Currently (with boost::bind, or in C++0x without lambdas) you can create a function adapters with bind. One piece of code that I have used this before was while writing a Timer type. The idea is that you create one such object, and you register callbacks with a given period. Every time that the period completes, the timer will call all of the registered objects.
struct console {
std::ostream& out;
console( std::ostream& o ) : out(o) {}
void print( std::string const & msg ) {
out << msg;
}
};
Timer t;
console c( std::cout );
console e( std::cerr );
t.register( 1, std::bind(&console::print, &c, ".") );
t.register( 5, std::bind(&console::print, &e, "E") );
Assume that console is a much more complex class. The generalized function lets you adapt the signature of the caller (the timer will call a function<void ()>) with the signature of the function being called. In this case, it ill call the print method in an object of type console adding an extra argument. The above code will print . every second to cout, and E every 5 seconds to cerr.

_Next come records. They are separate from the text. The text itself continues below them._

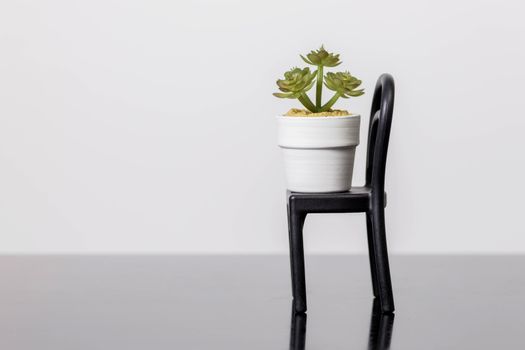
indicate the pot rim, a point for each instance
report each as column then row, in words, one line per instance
column 351, row 116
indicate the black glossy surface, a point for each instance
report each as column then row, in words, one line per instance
column 369, row 199
column 240, row 302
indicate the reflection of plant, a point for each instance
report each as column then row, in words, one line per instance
column 298, row 81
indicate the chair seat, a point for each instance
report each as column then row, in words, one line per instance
column 356, row 200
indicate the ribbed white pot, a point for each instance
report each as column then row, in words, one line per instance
column 318, row 152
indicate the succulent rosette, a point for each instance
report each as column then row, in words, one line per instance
column 298, row 81
column 295, row 83
column 321, row 57
column 344, row 84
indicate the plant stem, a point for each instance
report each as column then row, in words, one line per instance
column 305, row 100
column 330, row 103
column 319, row 88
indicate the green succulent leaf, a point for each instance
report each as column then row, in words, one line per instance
column 296, row 82
column 322, row 57
column 343, row 83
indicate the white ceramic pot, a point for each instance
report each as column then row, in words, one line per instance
column 318, row 152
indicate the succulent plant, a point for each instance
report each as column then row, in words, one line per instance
column 295, row 84
column 298, row 81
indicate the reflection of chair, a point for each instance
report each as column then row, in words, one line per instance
column 370, row 199
column 297, row 331
column 379, row 336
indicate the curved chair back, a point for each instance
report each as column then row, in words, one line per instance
column 379, row 134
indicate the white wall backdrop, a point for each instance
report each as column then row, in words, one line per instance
column 148, row 126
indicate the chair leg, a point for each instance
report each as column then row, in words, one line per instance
column 371, row 254
column 295, row 225
column 298, row 331
column 380, row 252
column 381, row 328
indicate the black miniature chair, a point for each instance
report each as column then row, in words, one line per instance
column 369, row 199
column 379, row 335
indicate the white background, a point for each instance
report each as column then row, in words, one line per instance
column 148, row 126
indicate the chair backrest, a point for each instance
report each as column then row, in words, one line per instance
column 379, row 134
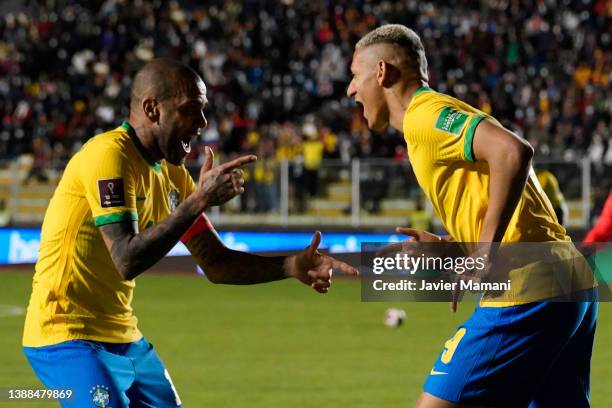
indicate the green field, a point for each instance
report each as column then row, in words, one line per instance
column 281, row 344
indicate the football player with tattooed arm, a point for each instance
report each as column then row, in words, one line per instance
column 124, row 200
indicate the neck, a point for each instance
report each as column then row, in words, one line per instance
column 398, row 99
column 146, row 137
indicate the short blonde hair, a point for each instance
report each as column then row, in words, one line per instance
column 402, row 37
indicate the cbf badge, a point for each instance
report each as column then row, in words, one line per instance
column 173, row 200
column 100, row 396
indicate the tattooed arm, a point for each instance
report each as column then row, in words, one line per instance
column 133, row 252
column 227, row 266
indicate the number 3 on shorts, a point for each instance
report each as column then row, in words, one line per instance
column 451, row 346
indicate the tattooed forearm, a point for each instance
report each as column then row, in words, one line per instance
column 133, row 252
column 223, row 265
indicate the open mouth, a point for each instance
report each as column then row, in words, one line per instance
column 186, row 145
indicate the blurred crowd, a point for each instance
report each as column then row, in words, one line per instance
column 277, row 71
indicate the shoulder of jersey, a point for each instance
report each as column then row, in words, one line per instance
column 112, row 139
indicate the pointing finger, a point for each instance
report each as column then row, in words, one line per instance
column 314, row 243
column 239, row 162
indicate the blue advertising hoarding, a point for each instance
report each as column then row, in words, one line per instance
column 18, row 246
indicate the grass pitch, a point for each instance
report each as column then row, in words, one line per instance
column 281, row 344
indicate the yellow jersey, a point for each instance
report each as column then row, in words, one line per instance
column 77, row 293
column 550, row 186
column 439, row 130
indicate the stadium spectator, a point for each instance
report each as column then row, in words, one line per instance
column 546, row 64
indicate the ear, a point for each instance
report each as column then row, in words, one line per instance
column 150, row 108
column 386, row 74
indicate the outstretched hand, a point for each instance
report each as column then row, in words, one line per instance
column 315, row 269
column 219, row 184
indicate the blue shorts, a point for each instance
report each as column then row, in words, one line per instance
column 533, row 355
column 105, row 374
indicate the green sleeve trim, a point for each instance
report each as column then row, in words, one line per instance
column 469, row 137
column 115, row 217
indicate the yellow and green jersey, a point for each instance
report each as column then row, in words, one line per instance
column 439, row 130
column 77, row 293
column 550, row 186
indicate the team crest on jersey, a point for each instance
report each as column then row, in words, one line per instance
column 100, row 396
column 173, row 200
column 111, row 193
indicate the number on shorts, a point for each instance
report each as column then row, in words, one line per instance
column 451, row 346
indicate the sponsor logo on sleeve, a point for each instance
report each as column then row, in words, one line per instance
column 451, row 121
column 111, row 193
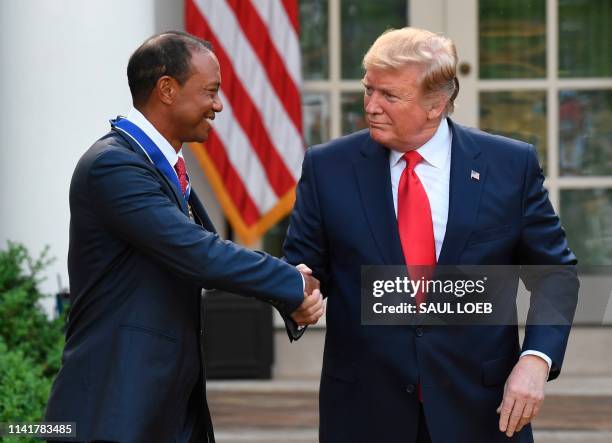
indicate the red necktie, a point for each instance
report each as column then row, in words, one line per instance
column 414, row 222
column 181, row 171
column 415, row 226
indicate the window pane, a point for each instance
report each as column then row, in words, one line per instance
column 352, row 112
column 512, row 38
column 362, row 22
column 585, row 38
column 585, row 132
column 516, row 114
column 314, row 39
column 586, row 216
column 315, row 117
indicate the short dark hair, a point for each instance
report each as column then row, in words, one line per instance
column 168, row 53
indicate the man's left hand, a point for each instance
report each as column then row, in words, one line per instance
column 523, row 394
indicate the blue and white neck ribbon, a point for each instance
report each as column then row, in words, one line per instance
column 153, row 152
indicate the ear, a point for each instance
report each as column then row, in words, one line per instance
column 166, row 89
column 435, row 107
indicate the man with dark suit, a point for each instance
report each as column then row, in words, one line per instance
column 141, row 249
column 415, row 188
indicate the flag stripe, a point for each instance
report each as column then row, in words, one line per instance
column 247, row 114
column 284, row 135
column 256, row 32
column 231, row 179
column 283, row 33
column 255, row 149
column 239, row 149
column 293, row 14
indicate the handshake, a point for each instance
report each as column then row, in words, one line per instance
column 311, row 309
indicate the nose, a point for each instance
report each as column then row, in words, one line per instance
column 371, row 104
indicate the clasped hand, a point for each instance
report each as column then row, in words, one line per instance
column 311, row 309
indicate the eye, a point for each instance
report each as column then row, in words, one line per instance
column 390, row 97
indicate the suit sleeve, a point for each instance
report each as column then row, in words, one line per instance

The registration of the callbacks can be replaced by a lambda:
t.register( 1, [&c]() { c.print("."); });
t.register( 5, [&e]() { e.print("E"); });
Again, nothing new, the same thing can be achieved with a generalized functor (or with more code with a local type), but it improves usability of the language.
Overall, what lambdas let you do is creating concise in place functions when you don't need that functionality to be reused from other parts of the code.